You are viewing a plain text version of this content. The canonical link for it is here.
Posted to user@nutch.apache.org by j....@thomsonreuters.com on 2012/08/13 05:26:47 UTC

Understanding the columns/fields in the Nutch 2.0 Webpage Table

In order to help myself and hopefully others better understand the
columns/fields in the Nutch 2.0 webpage table I have put together a
short article at http://nlp.solutions.asia/?p=232 for beginners. I would
appreciate if anybody who knows Nutch 2.0 could quickly look it over for
blatant mistakes as I am sure with my level of knowledge there are more
than a few.
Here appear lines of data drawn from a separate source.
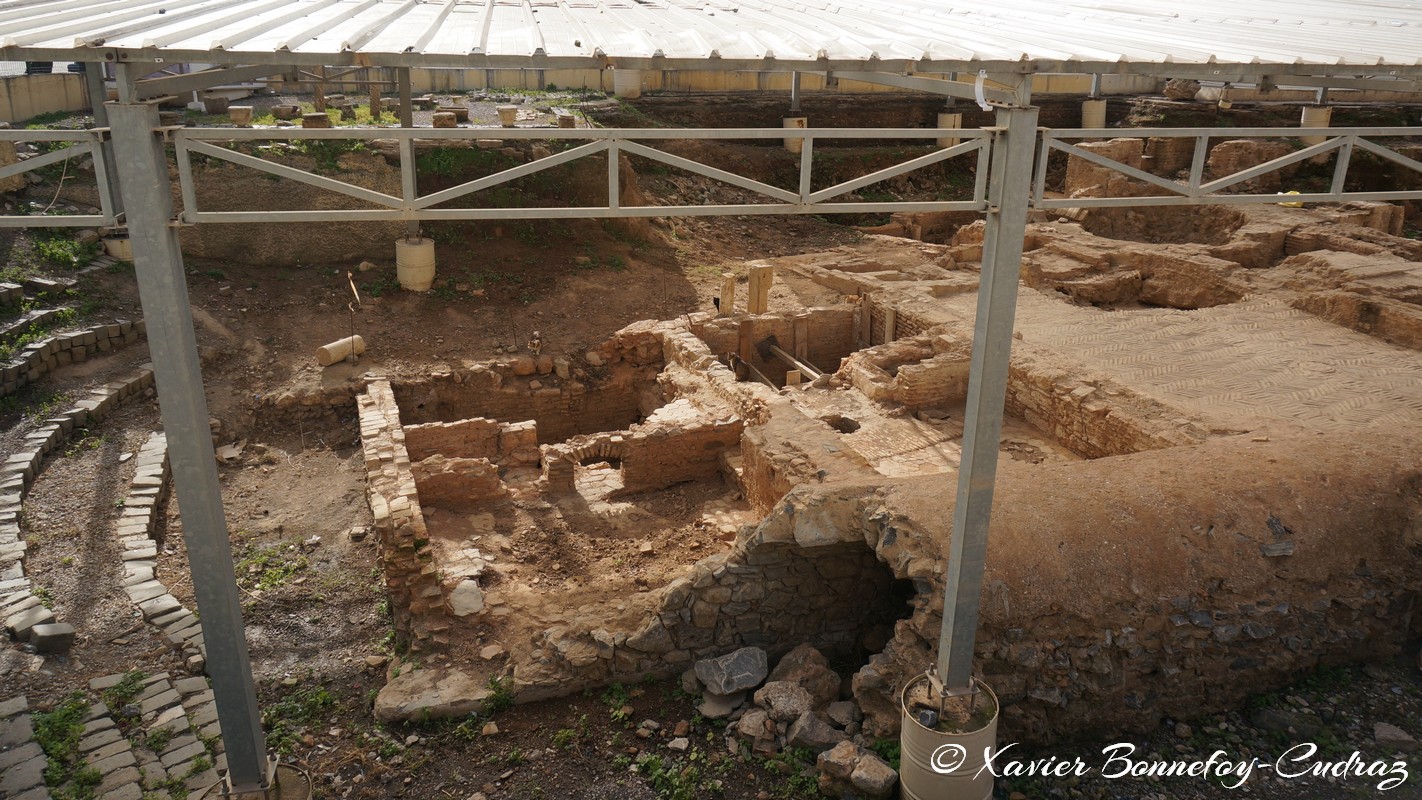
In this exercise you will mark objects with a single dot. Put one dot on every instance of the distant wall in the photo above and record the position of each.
(23, 97)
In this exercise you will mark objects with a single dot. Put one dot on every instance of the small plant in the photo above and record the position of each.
(158, 739)
(59, 733)
(272, 566)
(44, 596)
(287, 718)
(124, 692)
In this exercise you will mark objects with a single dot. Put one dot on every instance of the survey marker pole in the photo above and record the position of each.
(1014, 145)
(142, 165)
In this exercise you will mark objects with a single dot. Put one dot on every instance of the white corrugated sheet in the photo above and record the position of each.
(1333, 33)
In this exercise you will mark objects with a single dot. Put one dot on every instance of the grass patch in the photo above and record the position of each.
(269, 566)
(59, 733)
(286, 719)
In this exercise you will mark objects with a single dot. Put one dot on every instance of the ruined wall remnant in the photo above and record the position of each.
(417, 600)
(455, 482)
(824, 336)
(679, 442)
(1210, 580)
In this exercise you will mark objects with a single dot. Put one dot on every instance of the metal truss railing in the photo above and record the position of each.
(974, 144)
(1198, 191)
(410, 205)
(80, 142)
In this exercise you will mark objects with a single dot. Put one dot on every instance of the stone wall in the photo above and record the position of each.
(613, 395)
(772, 596)
(826, 336)
(51, 353)
(457, 482)
(1209, 581)
(1087, 414)
(1390, 320)
(417, 598)
(475, 438)
(679, 442)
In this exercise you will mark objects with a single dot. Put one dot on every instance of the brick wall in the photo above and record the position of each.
(417, 598)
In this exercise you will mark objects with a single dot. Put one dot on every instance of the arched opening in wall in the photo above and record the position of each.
(841, 422)
(841, 598)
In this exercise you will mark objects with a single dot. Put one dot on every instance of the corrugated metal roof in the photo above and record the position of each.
(1374, 34)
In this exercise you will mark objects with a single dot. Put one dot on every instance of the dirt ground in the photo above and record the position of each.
(317, 621)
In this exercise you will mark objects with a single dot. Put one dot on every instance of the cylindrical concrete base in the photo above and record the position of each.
(1316, 117)
(118, 247)
(795, 144)
(415, 263)
(1094, 114)
(627, 83)
(949, 122)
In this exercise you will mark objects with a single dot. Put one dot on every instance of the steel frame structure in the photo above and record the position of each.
(1011, 181)
(979, 145)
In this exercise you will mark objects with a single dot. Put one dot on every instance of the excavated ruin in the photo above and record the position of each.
(1207, 482)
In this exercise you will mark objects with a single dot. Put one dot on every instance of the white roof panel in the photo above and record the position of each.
(932, 33)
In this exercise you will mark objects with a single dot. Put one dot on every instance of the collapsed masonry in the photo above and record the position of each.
(1230, 534)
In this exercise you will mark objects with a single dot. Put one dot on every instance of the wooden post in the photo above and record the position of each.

Also if anybody could add to the markers field explanation
it would be appreciated as it is a bit of a black box to me.

 

Again if it might be useful to beginners, feel free to link or copy it
to the Nutch Wiki.


Re: Understanding the columns/fields in the Nutch 2.0 Webpage Table

Posted by Ferdy Galema <fe...@kalooga.com>.
Hi,

Thanks. I've added the link to the wiki frontpage. Article looks fine! Two
minor things:

- The different markers actually represent batchId values. So batchId is
used as a value for a marker.
- The http.redirect.max is actually broken. Every redirect is always later
handled. (As if the property is set to 0). Unfortunately there are some
other properties not yet implemented. In time we should get this fixed.

Ferdy.

On Mon, Aug 13, 2012 at 5:26 AM, <j....@thomsonreuters.com> wrote:

> In order to help myself and hopefully others better understand the
> columns/fields in the Nutch 2.0 webpage table I have put together a
> short article at http://nlp.solutions.asia/?p=232 for beginners. I would
> appreciate if anybody who knows Nutch 2.0 could quickly look it over for
> blatant mistakes as I am sure with my level of knowledge there are more
> than a few. Also if anybody could add to the markers field explanation
> it would be appreciated as it is a bit of a black box to me.
>
>
>
> Again if it might be useful to beginners, feel free to link or copy it
> to the Nutch Wiki.
>
>